1st Amendment designed for unpopular speech

Published by LibertyLioness137 points  on 2014-09-14

In the Wall Street Journal Letters to the Editor we often find nuggets of brilliance from "people on the ground"..

On Sept. 12, 2014 they were responding to Greg Lukianoff's WSJ 9-9-14 op-ed article entitled "Free Speech at Berkeley - So Long as It's Civil".

Quotes from Responses to the article :

 Mark A. Klapperich of Dacusville, S.C. "...The First Amendment was designed to protect unpopular speech no matter how disagreeable it may be.  Popular speech needs no such protection; it's already endorsed by the majority, which, based on the message (consider Nazi Germany) can be more virulent than the feared speech."

Jeff Adams of Atlanta noted, "(UC Berkeley) Chancellor Nicholas Dirks cautioned that free expression of ideas can divide and undermine a community's foundation. (He) added that, 'we can only exercise our right to free speech insofar as we feel safe and respected in doing so.'...freedoms that are circumscribed by any adjectives (such as "civil")...are tenuous and subject to the whims of those who hold communal power..."Uncivil" on most campuses is code for not-progressive..."

Jon Oelrich of Pflugerville, Texas wrote: "Can we even imagine Tom Paine, Frederick Douglas, Susan B. Anthony, Cesar Chavez, or Martin Luther Kin Jr. believing that "we can only exercise our right to free speech insofar as we feel safe and respected in doing so?" Of course not - it's when we feel unsafe and disrespected that the exercise of free speech is most effective, and even obligatory.  Those who would only speak out when comfortable do not merit the privilege."

 Zoltan Trizna of Austin Texas contributes this:
"Mr. Lukianoff's article reminds me of a standard joke I grew up with under communism:  'We have free speech - we can say whatever is allowed.' "

And Bob Schafer of Lincolnshire, Ill. wrote, "(Many years ago)...the Cal administration was looking to keep coarse and vulgar language out of the debate to stimulate the issues, not the delivery.  They actually expected students to display their education, not their sense of shock value."
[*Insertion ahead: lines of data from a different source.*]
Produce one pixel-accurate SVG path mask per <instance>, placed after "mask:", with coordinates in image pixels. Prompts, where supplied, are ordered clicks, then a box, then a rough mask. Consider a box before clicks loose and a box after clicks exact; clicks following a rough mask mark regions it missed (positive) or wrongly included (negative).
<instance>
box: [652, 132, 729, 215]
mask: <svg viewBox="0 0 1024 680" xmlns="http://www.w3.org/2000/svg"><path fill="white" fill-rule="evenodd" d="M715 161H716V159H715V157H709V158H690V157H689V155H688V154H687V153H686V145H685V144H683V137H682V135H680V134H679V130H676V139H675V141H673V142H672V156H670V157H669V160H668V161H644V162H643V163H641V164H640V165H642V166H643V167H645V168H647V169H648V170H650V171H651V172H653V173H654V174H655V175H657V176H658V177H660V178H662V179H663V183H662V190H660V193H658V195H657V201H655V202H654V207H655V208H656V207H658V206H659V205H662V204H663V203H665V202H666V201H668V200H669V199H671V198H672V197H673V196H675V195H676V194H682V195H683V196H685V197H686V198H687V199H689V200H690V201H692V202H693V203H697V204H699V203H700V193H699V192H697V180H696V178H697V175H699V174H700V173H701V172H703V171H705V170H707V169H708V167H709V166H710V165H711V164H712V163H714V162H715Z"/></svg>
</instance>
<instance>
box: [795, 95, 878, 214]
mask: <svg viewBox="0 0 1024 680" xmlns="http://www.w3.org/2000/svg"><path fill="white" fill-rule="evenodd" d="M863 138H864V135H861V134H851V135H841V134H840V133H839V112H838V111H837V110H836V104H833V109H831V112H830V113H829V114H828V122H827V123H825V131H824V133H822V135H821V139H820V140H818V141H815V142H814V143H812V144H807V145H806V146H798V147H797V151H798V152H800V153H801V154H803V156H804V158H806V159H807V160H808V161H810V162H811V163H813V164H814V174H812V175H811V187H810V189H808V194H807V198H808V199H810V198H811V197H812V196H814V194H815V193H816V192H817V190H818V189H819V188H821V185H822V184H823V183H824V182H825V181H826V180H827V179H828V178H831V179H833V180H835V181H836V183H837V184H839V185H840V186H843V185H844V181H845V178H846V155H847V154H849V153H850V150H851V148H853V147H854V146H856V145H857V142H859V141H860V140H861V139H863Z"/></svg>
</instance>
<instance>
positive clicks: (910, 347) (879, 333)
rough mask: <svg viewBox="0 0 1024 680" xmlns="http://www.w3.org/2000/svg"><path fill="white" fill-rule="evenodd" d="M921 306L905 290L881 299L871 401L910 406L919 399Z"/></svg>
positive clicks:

OK, so-five men. And the women who defend the 1st would be  - where? (besides on the cutting floor of the WSJ editor's office..) EVERYWHERE, that's where. These people just gave voice to what a HUGE majority of Americans feel- I sincerely hope.  Viva Political INCORRECTNESS*** (Note: I never advocate crass language or unfounded character assassination, which seem to be the main modus of many "interventionists" (don't like to call them "progressive", because that word obviously has positive connotations...)  Still, I totally advocate their freedom to (verbally) assassinate away- within public decency parameters (meaning obscenities).  Just like I advocate the right of intelligent people to deflect such barbs with sharp arrows of truth and even opinion, especially while being ridiculed and demonized for it.